Reputation: 53
Im trying to implement UDF function to process various source / input files. Input files differ by the number of columns. My intention is to have generic UDF function. Each run of pig script processes one type of the input file (same number of records delimited by '|'.
The UDF function should read all input records separated by delimiter (|) and produce one bag with two tuples based on some conditions, eg. input (1,2,3,4,5,6) output a) {(1,3), (2,4,5,6)} or b) {(2,3,4), (1,5,6)}
I am unable to extend outputSchema method to handle creation of tuples with different size. There is no way to pass extra argument to outputSchema method. Its not possible to use temporary variable defined as part of the EvalFunc class definition because its value is null-ed by each run.
Any hint? Thank you
UPDATE:
I execute the command below using GRUNT, the inputSchema is provided as you can see after "AS"
sourceData = foreach sourceData generate com.pig.Data('test.json', *) as (t:(s:(VIN: chararray,Birthdate: chararray), n:(name: chararray,customerId: chararray,Mileage: chararray,Fuel_Consumption: chararray)));
The UDF code is here ...
public Schema outputSchema(Schema input) {
(line 233) System.out.println("----------------------" + input.getFields().size());
Error:
Pig Stack Trace
---------------
ERROR 1200: java.lang.NullPointerException
Failed to parse: java.lang.NullPointerException
at org.apache.pig.parser.QueryParserDriver.parse(QueryParserDriver.java:201)
at org.apache.pig.PigServer$Graph.validateQuery(PigServer.java:1707)
at org.apache.pig.PigServer$Graph.registerQuery(PigServer.java:1680)
at org.apache.pig.PigServer.registerQuery(PigServer.java:623)
at org.apache.pig.tools.grunt.GruntParser.processPig(GruntParser.java:1082)
at org.apache.pig.tools.pigscript.parser.PigScriptParser.parse(PigScriptParser.java:505)
at org.apache.pig.tools.grunt.GruntParser.parseStopOnError(GruntParser.java:230)
at org.apache.pig.tools.grunt.GruntParser.parseStopOnError(GruntParser.java:205)
at org.apache.pig.tools.grunt.Grunt.run(Grunt.java:66)
at org.apache.pig.Main.run(Main.java:565)
at org.apache.pig.Main.main(Main.java:177)
at sun.reflect.NativeMethodAccessorImpl.invoke0(Native Method)
at sun.reflect.NativeMethodAccessorImpl.invoke(NativeMethodAccessorImpl.java:57)

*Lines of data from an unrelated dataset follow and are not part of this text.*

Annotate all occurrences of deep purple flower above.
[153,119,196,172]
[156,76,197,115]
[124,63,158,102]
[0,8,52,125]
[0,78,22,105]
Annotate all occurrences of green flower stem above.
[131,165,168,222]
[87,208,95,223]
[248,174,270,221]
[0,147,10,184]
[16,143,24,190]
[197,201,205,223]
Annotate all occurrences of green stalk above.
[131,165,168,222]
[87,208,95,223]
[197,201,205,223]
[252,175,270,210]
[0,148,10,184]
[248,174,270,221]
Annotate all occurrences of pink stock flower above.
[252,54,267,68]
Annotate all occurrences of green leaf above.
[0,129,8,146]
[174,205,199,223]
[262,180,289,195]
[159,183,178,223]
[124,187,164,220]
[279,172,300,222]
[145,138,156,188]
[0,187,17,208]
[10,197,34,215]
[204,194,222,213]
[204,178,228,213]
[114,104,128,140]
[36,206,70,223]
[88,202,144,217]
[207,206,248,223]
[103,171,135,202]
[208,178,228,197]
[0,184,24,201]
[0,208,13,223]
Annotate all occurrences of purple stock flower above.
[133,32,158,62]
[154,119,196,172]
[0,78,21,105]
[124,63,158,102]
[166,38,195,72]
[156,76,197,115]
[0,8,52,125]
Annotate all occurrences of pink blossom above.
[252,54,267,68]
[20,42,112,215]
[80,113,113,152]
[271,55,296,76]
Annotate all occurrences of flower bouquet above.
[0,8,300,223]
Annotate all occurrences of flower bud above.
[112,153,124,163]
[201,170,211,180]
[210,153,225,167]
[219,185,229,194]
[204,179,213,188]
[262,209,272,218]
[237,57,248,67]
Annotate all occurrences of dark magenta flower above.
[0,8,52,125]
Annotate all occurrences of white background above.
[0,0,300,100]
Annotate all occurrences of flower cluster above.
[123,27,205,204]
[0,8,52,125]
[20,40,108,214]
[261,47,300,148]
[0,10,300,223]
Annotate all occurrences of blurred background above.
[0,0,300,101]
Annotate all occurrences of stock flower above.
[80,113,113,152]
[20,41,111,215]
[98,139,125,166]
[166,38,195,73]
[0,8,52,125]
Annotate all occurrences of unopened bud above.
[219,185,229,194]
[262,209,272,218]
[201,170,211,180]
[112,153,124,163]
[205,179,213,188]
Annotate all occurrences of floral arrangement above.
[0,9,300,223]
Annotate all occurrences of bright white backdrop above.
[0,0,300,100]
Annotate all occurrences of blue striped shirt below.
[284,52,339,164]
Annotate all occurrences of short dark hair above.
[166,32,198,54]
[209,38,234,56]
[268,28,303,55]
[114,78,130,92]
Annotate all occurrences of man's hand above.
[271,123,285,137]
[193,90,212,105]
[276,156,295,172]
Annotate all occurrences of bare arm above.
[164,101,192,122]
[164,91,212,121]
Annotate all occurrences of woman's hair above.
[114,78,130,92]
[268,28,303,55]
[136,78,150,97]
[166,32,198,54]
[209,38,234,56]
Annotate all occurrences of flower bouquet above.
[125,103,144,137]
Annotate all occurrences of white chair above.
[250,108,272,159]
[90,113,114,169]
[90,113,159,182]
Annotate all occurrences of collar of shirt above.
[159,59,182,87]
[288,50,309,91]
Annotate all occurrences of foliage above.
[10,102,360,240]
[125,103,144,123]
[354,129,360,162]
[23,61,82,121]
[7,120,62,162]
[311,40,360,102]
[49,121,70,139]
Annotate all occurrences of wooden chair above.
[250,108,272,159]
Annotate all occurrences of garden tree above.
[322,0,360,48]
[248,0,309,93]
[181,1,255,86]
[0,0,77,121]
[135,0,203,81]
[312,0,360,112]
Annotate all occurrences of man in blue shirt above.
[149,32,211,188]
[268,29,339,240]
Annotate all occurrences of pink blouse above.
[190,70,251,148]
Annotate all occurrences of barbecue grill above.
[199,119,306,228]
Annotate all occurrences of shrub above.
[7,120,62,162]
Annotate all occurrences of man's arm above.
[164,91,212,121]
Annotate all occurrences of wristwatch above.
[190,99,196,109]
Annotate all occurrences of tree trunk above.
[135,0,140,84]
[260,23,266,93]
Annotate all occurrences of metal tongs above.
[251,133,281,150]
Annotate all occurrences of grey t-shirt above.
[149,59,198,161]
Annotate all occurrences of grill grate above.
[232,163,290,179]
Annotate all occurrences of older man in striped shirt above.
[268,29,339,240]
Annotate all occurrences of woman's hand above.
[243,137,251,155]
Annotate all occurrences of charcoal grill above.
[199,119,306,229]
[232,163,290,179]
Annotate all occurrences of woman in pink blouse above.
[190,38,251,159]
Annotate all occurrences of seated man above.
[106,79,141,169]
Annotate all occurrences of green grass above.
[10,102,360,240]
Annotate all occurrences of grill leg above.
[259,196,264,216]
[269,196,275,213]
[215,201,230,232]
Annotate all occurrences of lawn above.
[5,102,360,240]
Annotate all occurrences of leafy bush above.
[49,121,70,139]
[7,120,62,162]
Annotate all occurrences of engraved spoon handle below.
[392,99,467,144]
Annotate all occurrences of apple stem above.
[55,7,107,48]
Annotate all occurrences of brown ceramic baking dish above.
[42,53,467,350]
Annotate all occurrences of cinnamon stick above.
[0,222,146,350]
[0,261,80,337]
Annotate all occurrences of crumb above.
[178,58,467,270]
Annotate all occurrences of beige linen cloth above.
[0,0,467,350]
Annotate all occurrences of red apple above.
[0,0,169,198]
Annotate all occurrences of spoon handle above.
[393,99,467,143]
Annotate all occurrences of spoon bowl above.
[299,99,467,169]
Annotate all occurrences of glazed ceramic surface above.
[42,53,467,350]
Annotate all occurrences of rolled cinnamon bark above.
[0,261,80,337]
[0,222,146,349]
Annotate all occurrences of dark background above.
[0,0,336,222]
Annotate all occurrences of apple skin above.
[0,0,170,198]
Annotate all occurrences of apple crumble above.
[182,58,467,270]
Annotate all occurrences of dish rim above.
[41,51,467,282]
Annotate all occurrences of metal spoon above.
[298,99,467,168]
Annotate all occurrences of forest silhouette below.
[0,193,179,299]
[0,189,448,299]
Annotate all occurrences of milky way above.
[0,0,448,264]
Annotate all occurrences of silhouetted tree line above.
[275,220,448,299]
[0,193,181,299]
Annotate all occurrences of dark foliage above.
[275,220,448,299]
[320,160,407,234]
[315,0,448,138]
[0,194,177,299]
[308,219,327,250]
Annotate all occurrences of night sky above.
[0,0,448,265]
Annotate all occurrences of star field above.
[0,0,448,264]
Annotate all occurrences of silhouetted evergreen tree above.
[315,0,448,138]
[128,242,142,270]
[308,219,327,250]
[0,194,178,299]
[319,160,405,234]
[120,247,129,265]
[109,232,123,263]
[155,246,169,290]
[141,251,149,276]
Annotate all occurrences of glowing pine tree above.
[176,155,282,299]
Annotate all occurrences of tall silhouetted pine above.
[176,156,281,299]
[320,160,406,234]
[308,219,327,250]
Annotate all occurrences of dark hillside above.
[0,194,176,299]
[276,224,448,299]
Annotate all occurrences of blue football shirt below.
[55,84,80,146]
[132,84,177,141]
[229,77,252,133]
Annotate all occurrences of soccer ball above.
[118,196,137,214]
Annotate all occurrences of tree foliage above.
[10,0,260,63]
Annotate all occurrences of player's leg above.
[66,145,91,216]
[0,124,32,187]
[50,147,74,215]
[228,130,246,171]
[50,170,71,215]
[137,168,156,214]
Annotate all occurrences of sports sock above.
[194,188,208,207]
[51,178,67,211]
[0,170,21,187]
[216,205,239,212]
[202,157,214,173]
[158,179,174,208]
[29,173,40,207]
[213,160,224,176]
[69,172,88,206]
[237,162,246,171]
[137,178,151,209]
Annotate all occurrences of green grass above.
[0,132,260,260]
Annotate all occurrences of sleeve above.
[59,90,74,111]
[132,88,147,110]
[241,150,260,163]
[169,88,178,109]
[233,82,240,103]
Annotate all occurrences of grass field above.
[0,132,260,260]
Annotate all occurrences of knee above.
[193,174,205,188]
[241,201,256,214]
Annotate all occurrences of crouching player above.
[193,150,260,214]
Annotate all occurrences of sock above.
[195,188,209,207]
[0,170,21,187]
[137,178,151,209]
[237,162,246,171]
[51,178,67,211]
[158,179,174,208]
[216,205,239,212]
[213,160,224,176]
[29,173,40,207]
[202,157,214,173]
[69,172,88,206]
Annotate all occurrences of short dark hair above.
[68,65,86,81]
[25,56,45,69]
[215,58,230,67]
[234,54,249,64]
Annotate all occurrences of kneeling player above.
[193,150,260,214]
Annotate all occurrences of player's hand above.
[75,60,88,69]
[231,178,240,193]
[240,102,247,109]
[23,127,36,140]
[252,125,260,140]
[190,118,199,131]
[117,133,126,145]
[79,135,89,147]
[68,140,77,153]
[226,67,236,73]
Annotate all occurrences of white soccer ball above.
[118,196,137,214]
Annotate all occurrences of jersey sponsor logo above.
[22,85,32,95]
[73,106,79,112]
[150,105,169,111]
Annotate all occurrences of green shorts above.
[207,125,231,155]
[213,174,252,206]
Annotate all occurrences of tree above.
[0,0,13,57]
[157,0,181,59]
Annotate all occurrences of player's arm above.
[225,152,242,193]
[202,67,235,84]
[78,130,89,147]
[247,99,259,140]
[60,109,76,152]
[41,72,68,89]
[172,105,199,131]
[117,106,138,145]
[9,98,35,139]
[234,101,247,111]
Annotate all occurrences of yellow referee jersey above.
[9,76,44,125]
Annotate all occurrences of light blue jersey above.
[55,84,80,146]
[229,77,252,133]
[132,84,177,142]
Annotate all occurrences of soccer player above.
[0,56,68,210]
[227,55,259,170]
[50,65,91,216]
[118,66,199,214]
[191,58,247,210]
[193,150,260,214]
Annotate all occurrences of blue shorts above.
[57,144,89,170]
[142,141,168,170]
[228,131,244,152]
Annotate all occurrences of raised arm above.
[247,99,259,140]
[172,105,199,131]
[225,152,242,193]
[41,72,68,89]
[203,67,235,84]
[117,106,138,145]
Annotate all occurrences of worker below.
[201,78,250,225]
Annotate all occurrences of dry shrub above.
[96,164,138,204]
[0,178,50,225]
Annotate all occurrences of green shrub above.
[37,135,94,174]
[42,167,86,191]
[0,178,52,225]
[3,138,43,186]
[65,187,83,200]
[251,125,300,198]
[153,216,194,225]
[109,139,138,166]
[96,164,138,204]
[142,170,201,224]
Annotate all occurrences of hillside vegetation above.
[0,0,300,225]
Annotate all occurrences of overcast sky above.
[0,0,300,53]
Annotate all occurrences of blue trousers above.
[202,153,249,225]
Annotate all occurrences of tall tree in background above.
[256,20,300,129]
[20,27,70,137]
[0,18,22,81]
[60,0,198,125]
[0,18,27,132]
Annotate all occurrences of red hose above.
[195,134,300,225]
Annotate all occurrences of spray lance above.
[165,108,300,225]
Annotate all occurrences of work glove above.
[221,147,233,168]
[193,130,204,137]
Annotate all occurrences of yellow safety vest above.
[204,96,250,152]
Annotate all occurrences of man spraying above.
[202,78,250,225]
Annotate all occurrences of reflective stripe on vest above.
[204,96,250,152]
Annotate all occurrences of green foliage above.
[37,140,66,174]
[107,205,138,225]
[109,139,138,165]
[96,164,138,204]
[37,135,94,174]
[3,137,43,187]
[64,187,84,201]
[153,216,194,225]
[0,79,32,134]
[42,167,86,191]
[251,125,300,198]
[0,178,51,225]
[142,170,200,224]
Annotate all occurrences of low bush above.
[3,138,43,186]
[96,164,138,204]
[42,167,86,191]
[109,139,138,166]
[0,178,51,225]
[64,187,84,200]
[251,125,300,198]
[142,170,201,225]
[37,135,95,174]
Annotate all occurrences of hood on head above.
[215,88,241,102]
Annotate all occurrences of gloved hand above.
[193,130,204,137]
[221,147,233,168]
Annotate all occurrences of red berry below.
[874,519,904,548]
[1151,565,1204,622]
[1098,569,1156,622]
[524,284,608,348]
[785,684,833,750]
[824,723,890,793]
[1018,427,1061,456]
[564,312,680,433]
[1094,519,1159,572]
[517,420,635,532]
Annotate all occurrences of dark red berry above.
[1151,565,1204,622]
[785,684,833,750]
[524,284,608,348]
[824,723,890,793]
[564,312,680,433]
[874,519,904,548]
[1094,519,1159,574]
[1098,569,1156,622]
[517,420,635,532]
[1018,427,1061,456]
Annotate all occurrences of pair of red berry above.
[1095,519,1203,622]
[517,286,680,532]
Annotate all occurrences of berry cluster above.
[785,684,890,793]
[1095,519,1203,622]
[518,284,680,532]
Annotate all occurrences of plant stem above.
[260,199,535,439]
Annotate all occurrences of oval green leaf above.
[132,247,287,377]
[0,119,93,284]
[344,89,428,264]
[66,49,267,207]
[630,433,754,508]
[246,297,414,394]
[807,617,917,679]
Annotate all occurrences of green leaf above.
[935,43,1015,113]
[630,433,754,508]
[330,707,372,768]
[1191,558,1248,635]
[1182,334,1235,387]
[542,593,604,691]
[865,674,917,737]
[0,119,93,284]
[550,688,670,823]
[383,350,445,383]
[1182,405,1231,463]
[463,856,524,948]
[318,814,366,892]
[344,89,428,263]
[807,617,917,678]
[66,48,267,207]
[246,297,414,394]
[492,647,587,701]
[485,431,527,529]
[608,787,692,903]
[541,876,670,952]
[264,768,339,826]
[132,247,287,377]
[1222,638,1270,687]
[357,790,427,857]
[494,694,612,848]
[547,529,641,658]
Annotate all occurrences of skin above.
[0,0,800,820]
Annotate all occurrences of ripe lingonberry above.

at sun.reflect.DelegatingMethodAccessorImpl.invoke(DelegatingMethodAccessorImpl.java:43)
at java.lang.reflect.Method.invoke(Method.java:606)
at org.apache.hadoop.util.RunJar.run(RunJar.java:221)
at org.apache.hadoop.util.RunJar.main(RunJar.java:136)
Caused by: java.lang.RuntimeException: java.lang.NullPointerException
at com.mortardata.pig.DataSpliter.outputSchema(DataSpliter.java:306)
at org.apache.pig.newplan.logical.expression.UserFuncExpression.getFieldSchema(UserFuncExpression.java:244)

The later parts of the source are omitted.